Louise O'Neill: A lot was written about 'Haulie O’Neill' over the last month. Some of it is true

Louise O'Neill at Páirc Uí Chaoimh.
Clonakilty is a GAA town. Gaelic football, to be precise, and my father was the manager of the senior team this year. When they got to the county final, I told him I had my sage and crystals out, chanting incantations to ensure their victory. With a roll of his eyes, he said: “That has nothing to do with football. Wishes don’t win matches.”
Wishes might not win matches but a little luck certainly helps. And when a game is as tight as the one between Clonakilty and St Finbarr’s was last Sunday, deadlocked at 60 minutes, both sides are hoping that luck will favour them rather than the other.
A ball is put over a bar. A whistle blown. Voices roaring and bodies streaming onto a pitch, but the colours are wrong, I think. Everyone wearing green and red is rooted to the spot in the stands, watching the scene below. It’s not fair. I want to stamp my feet like a petulant child. That’s football, I can almost hear my dad saying. That’s life, too. You win some, you lose some.

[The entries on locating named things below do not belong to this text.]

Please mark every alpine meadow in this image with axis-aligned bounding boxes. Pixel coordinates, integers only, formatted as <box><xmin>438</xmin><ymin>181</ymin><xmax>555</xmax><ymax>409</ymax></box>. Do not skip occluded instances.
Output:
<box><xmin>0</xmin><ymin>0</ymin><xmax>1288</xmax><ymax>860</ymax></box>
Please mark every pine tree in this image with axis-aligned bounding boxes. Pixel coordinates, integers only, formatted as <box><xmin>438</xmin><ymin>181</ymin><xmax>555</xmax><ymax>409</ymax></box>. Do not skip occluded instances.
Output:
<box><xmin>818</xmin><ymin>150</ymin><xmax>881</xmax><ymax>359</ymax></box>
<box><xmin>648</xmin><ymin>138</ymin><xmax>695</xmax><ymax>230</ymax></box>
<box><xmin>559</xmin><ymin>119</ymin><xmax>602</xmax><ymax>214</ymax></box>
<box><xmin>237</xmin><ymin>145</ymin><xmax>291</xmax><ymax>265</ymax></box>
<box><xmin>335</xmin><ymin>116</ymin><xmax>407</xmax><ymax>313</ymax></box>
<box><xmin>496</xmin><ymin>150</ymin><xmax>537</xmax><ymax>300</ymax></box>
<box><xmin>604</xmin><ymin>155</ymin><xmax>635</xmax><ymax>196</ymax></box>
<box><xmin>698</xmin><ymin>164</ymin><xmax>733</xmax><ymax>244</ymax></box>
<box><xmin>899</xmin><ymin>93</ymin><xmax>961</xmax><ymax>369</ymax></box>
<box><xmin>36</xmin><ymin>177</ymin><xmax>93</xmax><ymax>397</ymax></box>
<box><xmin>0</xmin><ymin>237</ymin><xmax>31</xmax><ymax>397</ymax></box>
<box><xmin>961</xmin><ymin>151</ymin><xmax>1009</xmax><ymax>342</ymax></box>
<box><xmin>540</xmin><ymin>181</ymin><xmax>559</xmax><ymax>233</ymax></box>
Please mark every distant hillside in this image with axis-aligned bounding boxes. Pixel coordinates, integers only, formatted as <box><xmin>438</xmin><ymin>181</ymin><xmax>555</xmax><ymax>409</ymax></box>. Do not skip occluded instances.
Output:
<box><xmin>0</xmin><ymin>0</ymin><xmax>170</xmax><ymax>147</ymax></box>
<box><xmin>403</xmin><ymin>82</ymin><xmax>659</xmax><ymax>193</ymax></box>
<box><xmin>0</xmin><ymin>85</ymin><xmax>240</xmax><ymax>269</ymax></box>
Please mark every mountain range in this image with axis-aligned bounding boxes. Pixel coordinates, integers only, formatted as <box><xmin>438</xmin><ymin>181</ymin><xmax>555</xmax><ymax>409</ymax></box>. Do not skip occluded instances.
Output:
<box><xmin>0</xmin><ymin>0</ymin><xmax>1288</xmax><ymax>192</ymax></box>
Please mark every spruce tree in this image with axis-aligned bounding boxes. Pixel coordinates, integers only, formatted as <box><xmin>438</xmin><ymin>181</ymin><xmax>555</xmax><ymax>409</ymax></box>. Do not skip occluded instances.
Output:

There has been a lot written about “Haulie O’Neill” over the last month. Some of it true — his passion, his intensity, how analytical he is, the value he places on the legacy of Clonakilty GAA, and his efforts to protect that for future generations. A lot of it has been less accurate, words spoken by people who do not know him but would seek to mythologise him anyway.
It doesn’t matter; my father won’t have read any of it. “I didn’t step foot on a pitch,” he told me when I congratulated him after the team won the semi-final. “I didn’t kick a ball, did I?”
He paused, and conceded: “I’m proud of the lads though.” And after seeing a group of impossibly young men, carrying the hopes of an entire town on their backs, play with such heart and determination and hunger to bring the Andy Scannell cup home to west Cork, I can understand why he would be proud of them.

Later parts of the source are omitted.